On Tuesday, the Wisconsin Department of Public Instruction released its report cards for school districts and individual schools. Consolidated Elementary School's score was 98.1, earning it a rating of “significantly exceeds expectations.”
That score also places it first among the 1,201 public elementary schools in the state, according to the DPI.
The district and school report cards rate schools on more than just test scores. The scores also consider student growth, absenteeism, dropout rates and the efforts schools are making to close the gap between socioeconomic groups and racially diverse students.
The score cards assign each school district and school a number and a category: "fails to meet expectations," "meets few expectations," "meets expectations," "exceeds expectations" and "significantly exceeds expectations."
Susan Stuckey, principal at Consolidated Elementary School, noted that all of Milton's elementary schools earned scores that placed them in the “significantly exceeds expectations” category. Harmony Elementary's score was 87.3; East Elementary got an 85.5; and West Elementary scored 84.1.
What's the formula for success at the elementary school level?
“There are several factors at play,” Stuckey said. “One is the curriculum. We've worked really hard to have a universal curriculum that's solid across all of our elementary schools.”
The Milton district has changed the way it teaches reading and writing, and it wants to make sure all the teachers are “on the same page” with the new methods, Stuckey said.
A universal curriculum provides consistency and makes it easier for teachers to work together, said Heather Slosarek, Milton director of curriculum and instruction.
“It provides strong and consistent expectations for staff and teachers,” she said. “It allows opportunities for brainstorming and collaboration among the (teacher) teams.”
The elementary schools also have worked hard on “connectedness”—connecting students with each other and connecting staff with students, Stuckey said.
“We want students to feel that sense of belonging in schools,” she said. “At Consolidated in particular, that's huge reason why the school is so successful and has done so well. Everyone knows everyone; it's such a tight community.”
Parents are involved at the school, and the staff knows every one of the 81 students by name, Stuckey said.
How does “connectedness” translate into academic success?
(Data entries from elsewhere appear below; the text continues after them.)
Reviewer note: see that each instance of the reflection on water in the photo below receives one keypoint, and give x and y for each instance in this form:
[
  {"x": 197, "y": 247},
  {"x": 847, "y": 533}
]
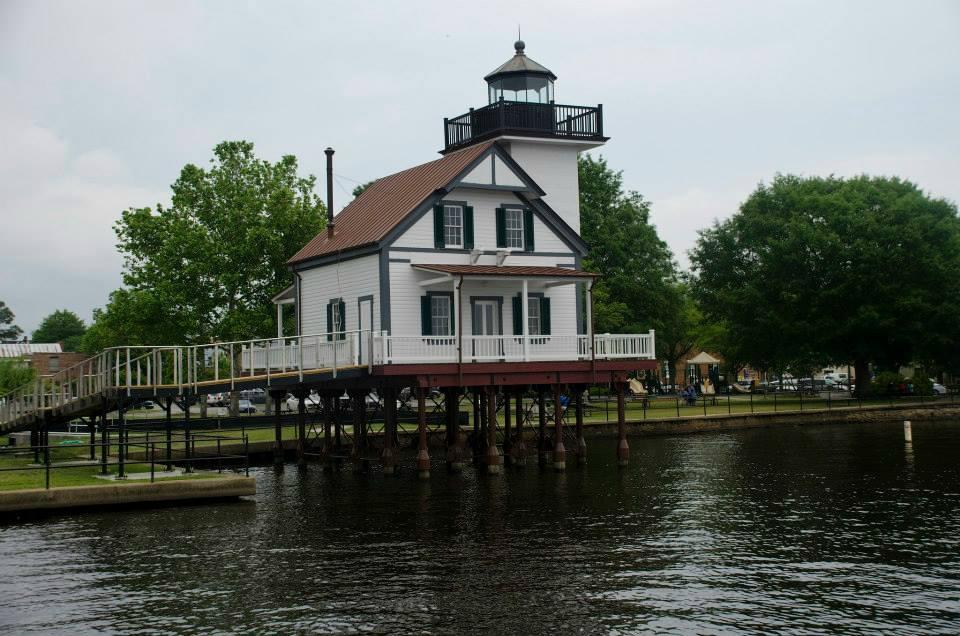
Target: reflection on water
[{"x": 843, "y": 529}]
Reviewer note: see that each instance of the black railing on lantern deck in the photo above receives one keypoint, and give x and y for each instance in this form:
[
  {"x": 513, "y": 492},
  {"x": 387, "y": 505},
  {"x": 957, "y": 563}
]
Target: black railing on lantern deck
[{"x": 523, "y": 118}]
“We know that students have to feel safe to learn, and part of being safe is feeling that sense of belonging,” Stuckey said. “Knowing that there is someone they can talk to if they are having a hard time, knowing that they are cared for, knowing that they are in a place where they can take risks in their learning and that they can try hard things and take risks—all of those things are related to that feeling of belonging, of feeling connected.”